Conversion from SGML to HTML - Proof of Concept
The primary purpose of this proof of concept was to test the feasibility of automatically
converting SGML from the Office of the Federal Register into HTML for presentation.
A secondary goal was to convert SGML to XML to provide a document format which can be further
manipulated with existing XML tools.
This proof of concept took about one week to program, plus another day of 'tweaking'.
The Proof Of Concept:
The original SGML file: 203149T.txt
The resulting XML (with stylesheet): TransformedOutput.xml
(open it up and then click on "view-source" to see the XML created by the conversion tool).
The XSL stylesheet: Environment.xsl
Notes on the XSL stylesheet:
- XSL is mostly used only for where XTHML tags are required (horizontal rules, mostly).
- Cascading Style Sheets are used for all presentation. See the CSS here.
- Note that CSS class names are equal to the original SGML tags.

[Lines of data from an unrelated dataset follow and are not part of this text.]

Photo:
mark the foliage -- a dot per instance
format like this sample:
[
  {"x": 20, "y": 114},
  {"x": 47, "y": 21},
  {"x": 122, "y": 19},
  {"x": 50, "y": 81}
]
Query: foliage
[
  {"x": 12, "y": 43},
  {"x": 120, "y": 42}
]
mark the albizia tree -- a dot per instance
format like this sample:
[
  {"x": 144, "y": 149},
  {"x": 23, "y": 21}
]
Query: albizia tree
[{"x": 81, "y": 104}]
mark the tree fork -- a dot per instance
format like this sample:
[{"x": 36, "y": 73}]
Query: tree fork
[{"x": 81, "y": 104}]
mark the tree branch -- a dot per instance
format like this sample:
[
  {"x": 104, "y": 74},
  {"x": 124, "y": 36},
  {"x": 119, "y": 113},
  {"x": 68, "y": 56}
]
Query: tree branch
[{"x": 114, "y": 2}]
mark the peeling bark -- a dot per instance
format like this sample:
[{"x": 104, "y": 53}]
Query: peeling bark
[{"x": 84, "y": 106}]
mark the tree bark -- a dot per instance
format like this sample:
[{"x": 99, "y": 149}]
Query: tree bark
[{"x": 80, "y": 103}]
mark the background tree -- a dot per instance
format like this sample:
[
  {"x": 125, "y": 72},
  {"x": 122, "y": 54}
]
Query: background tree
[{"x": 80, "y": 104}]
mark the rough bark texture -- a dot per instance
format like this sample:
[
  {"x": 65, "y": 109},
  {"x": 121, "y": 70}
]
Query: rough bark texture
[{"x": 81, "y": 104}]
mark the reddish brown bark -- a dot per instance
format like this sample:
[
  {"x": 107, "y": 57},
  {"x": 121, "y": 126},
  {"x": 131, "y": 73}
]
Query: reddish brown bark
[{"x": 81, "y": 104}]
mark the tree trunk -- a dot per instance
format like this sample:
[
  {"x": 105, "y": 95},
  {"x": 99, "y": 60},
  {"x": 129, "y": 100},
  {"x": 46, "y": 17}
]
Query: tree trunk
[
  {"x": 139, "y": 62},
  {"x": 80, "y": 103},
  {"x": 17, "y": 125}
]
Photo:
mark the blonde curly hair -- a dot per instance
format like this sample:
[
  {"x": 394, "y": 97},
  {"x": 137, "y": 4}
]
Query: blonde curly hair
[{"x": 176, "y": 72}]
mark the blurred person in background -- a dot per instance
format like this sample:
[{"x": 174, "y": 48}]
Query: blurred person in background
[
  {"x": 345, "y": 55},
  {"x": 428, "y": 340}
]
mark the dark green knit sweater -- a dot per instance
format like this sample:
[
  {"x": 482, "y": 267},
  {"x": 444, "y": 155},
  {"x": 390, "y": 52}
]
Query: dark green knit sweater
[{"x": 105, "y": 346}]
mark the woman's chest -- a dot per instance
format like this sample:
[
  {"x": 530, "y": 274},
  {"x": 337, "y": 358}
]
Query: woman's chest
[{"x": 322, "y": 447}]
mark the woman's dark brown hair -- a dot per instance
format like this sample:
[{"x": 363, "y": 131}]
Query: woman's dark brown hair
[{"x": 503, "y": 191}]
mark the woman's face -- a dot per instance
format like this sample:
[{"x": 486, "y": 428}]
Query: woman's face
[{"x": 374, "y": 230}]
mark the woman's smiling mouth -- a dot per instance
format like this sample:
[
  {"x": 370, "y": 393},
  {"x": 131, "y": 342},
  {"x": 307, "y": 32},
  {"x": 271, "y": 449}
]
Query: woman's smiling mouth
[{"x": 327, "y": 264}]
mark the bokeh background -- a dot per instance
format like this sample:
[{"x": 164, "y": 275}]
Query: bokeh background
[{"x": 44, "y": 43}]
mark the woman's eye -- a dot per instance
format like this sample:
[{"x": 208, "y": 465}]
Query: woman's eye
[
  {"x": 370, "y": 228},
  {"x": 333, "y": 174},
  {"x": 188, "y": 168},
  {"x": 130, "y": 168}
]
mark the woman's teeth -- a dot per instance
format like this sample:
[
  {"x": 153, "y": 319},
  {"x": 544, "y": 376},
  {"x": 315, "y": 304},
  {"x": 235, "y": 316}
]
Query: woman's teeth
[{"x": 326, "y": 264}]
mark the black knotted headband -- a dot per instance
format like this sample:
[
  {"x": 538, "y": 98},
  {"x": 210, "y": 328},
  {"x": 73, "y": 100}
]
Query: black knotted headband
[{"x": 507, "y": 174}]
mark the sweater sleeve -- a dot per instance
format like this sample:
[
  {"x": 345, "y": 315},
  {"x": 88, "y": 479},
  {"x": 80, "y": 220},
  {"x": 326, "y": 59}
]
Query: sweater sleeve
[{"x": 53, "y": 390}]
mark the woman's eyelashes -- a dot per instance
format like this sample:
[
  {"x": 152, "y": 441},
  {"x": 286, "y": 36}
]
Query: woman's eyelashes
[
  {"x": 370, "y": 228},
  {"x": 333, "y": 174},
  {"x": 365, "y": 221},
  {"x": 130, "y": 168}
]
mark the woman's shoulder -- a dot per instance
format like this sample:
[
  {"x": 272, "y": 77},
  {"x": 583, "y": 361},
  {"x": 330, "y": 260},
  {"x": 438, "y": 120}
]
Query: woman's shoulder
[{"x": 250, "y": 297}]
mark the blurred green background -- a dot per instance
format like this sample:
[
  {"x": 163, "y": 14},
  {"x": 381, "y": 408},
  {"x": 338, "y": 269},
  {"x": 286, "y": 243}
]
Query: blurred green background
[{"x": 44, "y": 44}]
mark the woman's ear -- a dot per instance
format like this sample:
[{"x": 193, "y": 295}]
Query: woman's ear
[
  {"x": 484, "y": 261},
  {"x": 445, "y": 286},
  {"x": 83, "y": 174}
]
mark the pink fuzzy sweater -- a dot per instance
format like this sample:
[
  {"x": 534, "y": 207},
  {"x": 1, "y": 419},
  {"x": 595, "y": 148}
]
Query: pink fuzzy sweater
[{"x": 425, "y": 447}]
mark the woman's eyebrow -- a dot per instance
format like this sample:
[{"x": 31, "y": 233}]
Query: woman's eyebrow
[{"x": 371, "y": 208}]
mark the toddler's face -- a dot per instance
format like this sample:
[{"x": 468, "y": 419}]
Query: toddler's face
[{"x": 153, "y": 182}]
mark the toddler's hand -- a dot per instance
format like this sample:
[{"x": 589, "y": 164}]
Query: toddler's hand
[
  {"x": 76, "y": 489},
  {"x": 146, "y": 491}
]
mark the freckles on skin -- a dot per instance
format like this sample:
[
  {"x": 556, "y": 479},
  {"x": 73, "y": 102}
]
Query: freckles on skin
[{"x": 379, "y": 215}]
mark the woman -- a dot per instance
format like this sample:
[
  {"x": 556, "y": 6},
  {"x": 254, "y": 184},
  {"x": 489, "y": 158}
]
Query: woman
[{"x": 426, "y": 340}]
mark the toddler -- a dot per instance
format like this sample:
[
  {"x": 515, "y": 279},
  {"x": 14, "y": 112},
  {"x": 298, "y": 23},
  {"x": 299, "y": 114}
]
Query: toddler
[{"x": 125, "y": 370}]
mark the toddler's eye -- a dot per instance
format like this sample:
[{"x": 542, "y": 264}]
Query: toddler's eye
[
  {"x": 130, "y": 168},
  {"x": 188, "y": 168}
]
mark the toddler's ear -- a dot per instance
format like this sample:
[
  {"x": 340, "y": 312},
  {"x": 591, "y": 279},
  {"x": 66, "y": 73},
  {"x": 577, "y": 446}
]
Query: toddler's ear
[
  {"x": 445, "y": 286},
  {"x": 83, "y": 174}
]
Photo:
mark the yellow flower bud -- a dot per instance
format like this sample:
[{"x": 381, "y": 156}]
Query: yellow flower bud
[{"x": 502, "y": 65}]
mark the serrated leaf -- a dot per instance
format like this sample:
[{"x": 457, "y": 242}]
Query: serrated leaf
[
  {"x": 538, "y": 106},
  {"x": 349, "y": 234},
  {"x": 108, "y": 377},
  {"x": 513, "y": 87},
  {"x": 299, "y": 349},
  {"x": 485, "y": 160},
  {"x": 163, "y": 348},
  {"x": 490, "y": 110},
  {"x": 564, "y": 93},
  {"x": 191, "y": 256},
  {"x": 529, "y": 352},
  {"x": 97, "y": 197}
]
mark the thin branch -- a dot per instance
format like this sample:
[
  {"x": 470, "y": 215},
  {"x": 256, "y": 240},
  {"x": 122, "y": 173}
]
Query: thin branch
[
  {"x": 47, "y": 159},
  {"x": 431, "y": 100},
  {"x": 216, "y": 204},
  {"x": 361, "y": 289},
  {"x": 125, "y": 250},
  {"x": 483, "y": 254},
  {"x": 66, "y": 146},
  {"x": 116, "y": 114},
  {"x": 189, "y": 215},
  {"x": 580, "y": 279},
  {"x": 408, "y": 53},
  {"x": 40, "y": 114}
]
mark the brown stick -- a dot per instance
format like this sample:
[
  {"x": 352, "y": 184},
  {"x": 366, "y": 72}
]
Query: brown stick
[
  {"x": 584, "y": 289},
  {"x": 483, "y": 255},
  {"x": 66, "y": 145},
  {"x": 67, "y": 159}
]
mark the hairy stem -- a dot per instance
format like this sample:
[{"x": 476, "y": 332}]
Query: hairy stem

An XSL 'hack' converts SGML tags into class names in the XHTML to work around a bug in Internet Explorer 7.
A fully-XHTML version: TransformedOutputHTML.xml
(After clicking it, you may need to choose "view-source" to see the XHTML which was generated by the XSL stylesheet)
To create a production version:
- Rewrite the POC tool to allow to better handle "top-down" tags which enclose large portions of text, for example CFRTOC, SECTION, CHAPTER, etc.
- Write XSL to handle SGML tables and convert them (as best as possible) into XHTML tables.
- Provide handling of embedded images.
- Generate CSS for all titles and all SGML tags.
- Test on all years of the CFR.
Note: Mrudula Munagala was the original programmer of the POC conversion tool.